Through gestures, place names, and literally dragging his suitcase off the train, she made him understand, got him off the train, accompanied him back to Tokyo station, found him the correct train, travelled with him for one stop, held up 10 fingers for 10 more stops, then left him to continue his journey. I like to think that in that act she brought him delight on that day. I also like to think that he continues to tell this story of what it was like to be in Japan, and to experience the Japanese people. 

That’s Omotenashi. That’s what creates a person – be it colleague or customer – who sticks around, takes us with them, and tells everyone they know about their experience with us. And it’s here in EE. If you’ve had the experience of doing client work with Ryan, you’ll have seen this in action. This spirit of Omotenashi exists for us within Equal Experts, and if we really harness it, we’re going to create more and more connections like this. How exciting is that?

How Omotenashi lives in our brand values

If you talk to anyone in Japan they know Omotenashi, instinctively. It’s not something that needs to be taught; it’s in the air, in the water that they drink, it’s just how people do things. And it’s here in EE. I have seen it over and over in so many of our people. If you read the feedback from our most supportive partners, they’ll tell you of their surprise at the experience they’ve had within the organisation. 

It’s not just about the work either; even talking to our consultants, there’s a level of delight at what they get from being a part of EE. I heard about the fuzzy feeling when your daughter receives a big donation from the company to support her charity swim – that’s the kind of feeling that lasts for years. It’s not even about the day-to-day experience; it goes deeper. 
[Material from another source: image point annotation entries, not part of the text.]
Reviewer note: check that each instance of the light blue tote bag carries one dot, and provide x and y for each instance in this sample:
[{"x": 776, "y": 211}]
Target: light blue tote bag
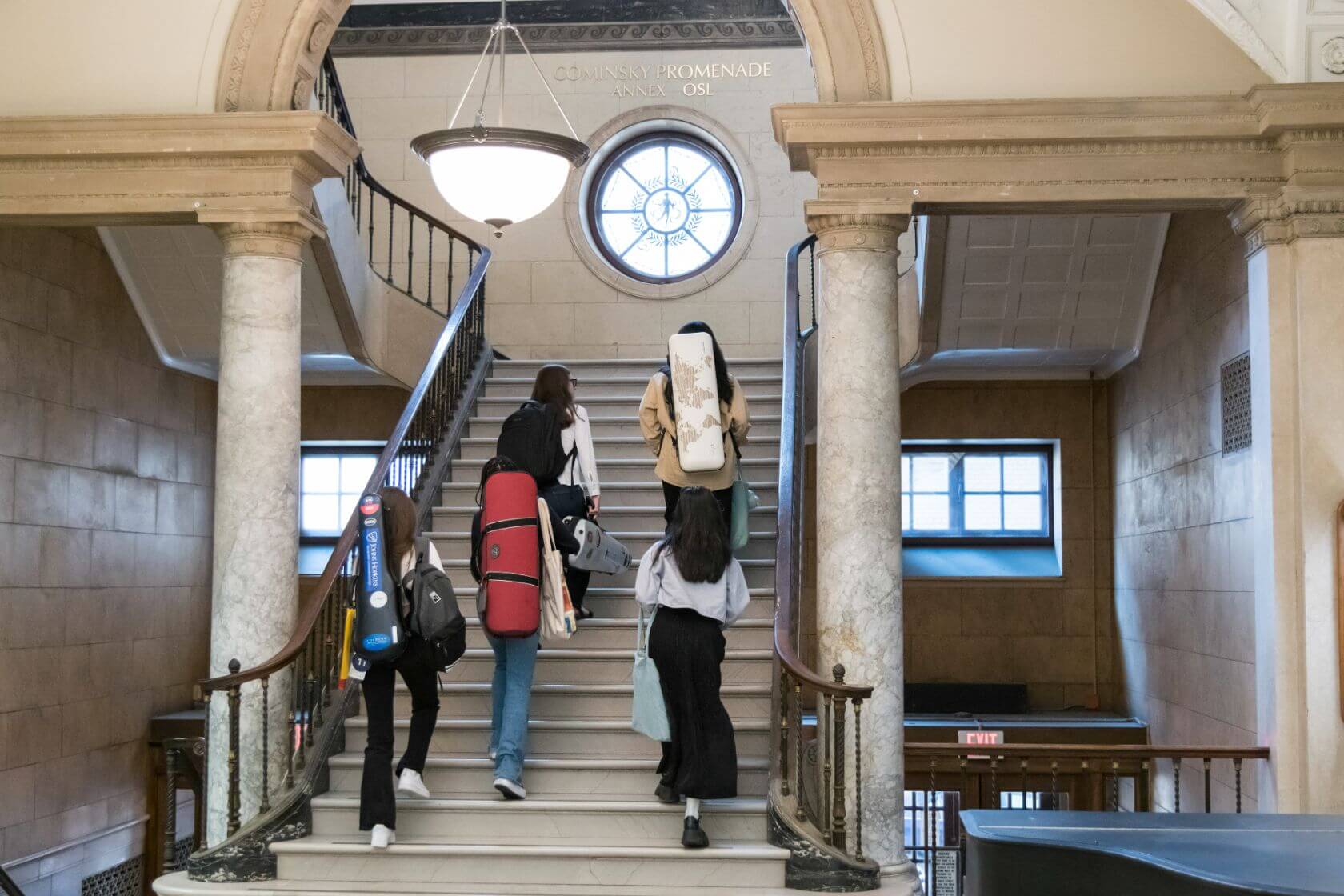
[{"x": 650, "y": 714}]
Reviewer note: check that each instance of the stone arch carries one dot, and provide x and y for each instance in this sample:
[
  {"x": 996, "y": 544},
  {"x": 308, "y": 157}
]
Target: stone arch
[
  {"x": 274, "y": 53},
  {"x": 844, "y": 42}
]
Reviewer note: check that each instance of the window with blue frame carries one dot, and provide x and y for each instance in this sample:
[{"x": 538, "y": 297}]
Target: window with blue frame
[{"x": 962, "y": 494}]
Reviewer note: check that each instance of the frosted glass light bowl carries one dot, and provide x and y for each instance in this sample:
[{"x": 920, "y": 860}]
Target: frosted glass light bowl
[{"x": 499, "y": 175}]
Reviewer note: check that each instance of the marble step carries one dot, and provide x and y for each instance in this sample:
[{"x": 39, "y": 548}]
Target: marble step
[
  {"x": 760, "y": 574},
  {"x": 640, "y": 469},
  {"x": 590, "y": 868},
  {"x": 458, "y": 546},
  {"x": 626, "y": 402},
  {"x": 626, "y": 518},
  {"x": 618, "y": 603},
  {"x": 628, "y": 446},
  {"x": 630, "y": 367},
  {"x": 541, "y": 818},
  {"x": 614, "y": 634},
  {"x": 604, "y": 666},
  {"x": 617, "y": 423},
  {"x": 646, "y": 494},
  {"x": 594, "y": 737},
  {"x": 558, "y": 777},
  {"x": 472, "y": 700},
  {"x": 602, "y": 386}
]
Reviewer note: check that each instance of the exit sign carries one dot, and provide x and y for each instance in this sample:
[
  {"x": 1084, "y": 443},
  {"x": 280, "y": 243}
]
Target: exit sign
[{"x": 980, "y": 738}]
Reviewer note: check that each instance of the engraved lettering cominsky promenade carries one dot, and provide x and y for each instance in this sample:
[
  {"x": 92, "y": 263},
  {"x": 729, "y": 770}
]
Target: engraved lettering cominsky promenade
[{"x": 697, "y": 79}]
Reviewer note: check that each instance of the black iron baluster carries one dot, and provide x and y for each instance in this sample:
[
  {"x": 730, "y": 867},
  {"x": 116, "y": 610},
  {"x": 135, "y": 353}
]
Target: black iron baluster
[
  {"x": 234, "y": 793},
  {"x": 265, "y": 745},
  {"x": 839, "y": 797},
  {"x": 784, "y": 731},
  {"x": 858, "y": 778}
]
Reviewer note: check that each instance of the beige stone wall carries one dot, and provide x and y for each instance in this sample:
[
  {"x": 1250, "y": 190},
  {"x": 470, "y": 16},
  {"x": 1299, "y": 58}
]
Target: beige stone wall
[
  {"x": 1055, "y": 636},
  {"x": 543, "y": 300},
  {"x": 1184, "y": 557},
  {"x": 106, "y": 464}
]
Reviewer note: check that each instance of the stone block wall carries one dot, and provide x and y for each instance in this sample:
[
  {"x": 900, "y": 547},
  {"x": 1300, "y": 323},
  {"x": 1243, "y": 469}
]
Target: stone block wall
[
  {"x": 106, "y": 470},
  {"x": 543, "y": 301},
  {"x": 1184, "y": 552}
]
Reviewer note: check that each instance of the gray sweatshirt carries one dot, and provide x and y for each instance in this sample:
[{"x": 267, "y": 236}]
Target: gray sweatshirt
[{"x": 660, "y": 583}]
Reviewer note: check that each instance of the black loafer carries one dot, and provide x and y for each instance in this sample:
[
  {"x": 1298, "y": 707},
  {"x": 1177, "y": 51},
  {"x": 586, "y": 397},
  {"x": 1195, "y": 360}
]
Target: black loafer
[{"x": 693, "y": 837}]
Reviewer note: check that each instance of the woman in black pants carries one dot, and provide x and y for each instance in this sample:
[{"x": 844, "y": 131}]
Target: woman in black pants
[
  {"x": 377, "y": 802},
  {"x": 697, "y": 590}
]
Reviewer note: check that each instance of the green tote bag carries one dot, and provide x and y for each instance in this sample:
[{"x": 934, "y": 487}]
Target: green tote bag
[{"x": 650, "y": 714}]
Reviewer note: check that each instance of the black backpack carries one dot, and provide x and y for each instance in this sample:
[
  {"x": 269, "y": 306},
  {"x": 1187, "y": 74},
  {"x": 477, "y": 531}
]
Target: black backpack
[
  {"x": 531, "y": 438},
  {"x": 433, "y": 609}
]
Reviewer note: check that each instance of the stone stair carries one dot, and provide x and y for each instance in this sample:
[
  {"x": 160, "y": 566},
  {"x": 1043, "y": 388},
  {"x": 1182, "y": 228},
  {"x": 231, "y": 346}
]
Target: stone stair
[{"x": 590, "y": 824}]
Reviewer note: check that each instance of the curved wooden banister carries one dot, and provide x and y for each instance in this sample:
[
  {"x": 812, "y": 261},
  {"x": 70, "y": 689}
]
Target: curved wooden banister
[{"x": 385, "y": 462}]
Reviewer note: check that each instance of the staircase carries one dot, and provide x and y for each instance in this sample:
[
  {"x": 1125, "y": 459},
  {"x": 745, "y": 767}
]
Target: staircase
[{"x": 590, "y": 824}]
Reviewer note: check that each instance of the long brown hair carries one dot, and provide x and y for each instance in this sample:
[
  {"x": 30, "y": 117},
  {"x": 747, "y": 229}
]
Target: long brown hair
[
  {"x": 398, "y": 524},
  {"x": 553, "y": 387}
]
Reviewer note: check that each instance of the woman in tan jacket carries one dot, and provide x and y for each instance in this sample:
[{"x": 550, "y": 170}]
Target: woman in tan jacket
[{"x": 658, "y": 423}]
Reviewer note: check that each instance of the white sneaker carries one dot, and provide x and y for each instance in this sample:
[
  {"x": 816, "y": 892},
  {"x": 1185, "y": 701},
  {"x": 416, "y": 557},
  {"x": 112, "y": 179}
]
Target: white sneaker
[
  {"x": 510, "y": 789},
  {"x": 382, "y": 837},
  {"x": 411, "y": 783}
]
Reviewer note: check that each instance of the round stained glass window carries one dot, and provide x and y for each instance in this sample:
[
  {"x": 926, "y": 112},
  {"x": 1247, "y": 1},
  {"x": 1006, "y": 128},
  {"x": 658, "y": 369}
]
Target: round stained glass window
[{"x": 664, "y": 207}]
“I’ve learned that people will forget what you said, people will forget what you did, but people will never forget how you made them feel.”  Maya Angelou

This is what keeps people coming back to us again and again, whether it’s a customer, or a consultant. It’s someone who continues to refer Equal Experts, because of how we made them feel when they worked with us. Because they know what it feels like to be a part of this network. 
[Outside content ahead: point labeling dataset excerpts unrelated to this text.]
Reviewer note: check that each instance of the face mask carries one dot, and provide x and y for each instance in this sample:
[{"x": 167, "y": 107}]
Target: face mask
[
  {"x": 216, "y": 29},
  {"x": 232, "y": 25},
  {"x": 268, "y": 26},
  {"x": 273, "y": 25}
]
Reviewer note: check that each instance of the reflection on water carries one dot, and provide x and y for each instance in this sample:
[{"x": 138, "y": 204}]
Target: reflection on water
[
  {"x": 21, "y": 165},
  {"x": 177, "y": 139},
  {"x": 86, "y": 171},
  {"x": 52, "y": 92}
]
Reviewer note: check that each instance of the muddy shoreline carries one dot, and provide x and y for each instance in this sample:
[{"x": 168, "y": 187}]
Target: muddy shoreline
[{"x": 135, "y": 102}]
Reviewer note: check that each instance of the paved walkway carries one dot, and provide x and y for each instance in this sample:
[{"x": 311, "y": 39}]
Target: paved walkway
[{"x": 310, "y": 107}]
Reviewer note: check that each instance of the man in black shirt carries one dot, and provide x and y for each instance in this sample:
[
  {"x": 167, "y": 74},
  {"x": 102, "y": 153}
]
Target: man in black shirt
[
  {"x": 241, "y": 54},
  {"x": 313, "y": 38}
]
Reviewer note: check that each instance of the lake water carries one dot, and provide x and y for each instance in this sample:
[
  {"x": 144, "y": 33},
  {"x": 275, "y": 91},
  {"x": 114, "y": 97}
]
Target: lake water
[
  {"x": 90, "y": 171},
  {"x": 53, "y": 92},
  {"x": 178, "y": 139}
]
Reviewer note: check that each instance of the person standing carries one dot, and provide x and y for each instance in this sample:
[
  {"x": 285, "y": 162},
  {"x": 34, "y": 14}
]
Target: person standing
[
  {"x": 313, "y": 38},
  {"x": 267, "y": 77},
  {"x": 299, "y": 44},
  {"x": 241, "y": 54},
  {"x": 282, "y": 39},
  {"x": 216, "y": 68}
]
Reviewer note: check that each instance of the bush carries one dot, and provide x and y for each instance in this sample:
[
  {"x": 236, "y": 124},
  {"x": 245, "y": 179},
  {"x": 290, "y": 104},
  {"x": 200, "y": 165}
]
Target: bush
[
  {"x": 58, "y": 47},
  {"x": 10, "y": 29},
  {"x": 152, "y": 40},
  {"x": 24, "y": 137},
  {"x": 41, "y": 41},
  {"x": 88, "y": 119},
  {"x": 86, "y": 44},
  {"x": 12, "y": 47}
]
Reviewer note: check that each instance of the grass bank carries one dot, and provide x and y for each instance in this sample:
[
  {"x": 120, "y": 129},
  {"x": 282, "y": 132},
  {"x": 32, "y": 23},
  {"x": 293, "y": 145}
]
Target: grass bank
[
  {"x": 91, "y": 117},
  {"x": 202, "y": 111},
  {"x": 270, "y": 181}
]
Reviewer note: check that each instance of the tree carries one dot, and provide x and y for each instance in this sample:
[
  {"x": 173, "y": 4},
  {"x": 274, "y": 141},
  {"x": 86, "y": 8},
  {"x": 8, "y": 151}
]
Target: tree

How can we create more Omotenashi in our network?

Here’s the good part – we’re already doing it. But what if we could be even more intentional about it? The value it could add! Let’s take as an example building a fantastic new platform for a customer. It’s not just a platform though; it starts with seeing the customer as a person who has needs and wants that have nothing to do with the platform. If we can find out what success means to that person – not just the commercial need, but the personal goals that keep them showing up to work each day (eg. a retirement goal, or an ambition for their kids) – and help them achieve it, we can truly delight them on every level. 

Try this exercise as part of your client discovery

  • What do you know about your customer?
  • Can you name something they want, and why they want it? What will achieving it bring to their lives?
  • Do you know what the client thinks success is? 
  • What could you do in the next week (or the next meeting) to get to know them better?
  • If you were going to get them a gift, what would it be? 

Omotenashi is in our DNA

As I continue probing the business I keep hearing the same story: Ryan is a master relationship builder. This permeates the business. More stories keep emerging about the way people in the network genuinely care for their customers, their teammates and the work. Stories full of surprise and delight about the way EE-ers and the leadership here support and care on a very personal level. 

Suddenly, the existence of so many genuinely satisfied people in our network makes sense to me. Omotenashi is part of the DNA that exists at Equal Experts. That ability to truly care about our customers and our partners is where it all begins. It’s not about customer service, or even a primary financial goal; it’s about caring for the people. That was – and continues to be – Ryan’s secret sauce. And by default, it’s ours too.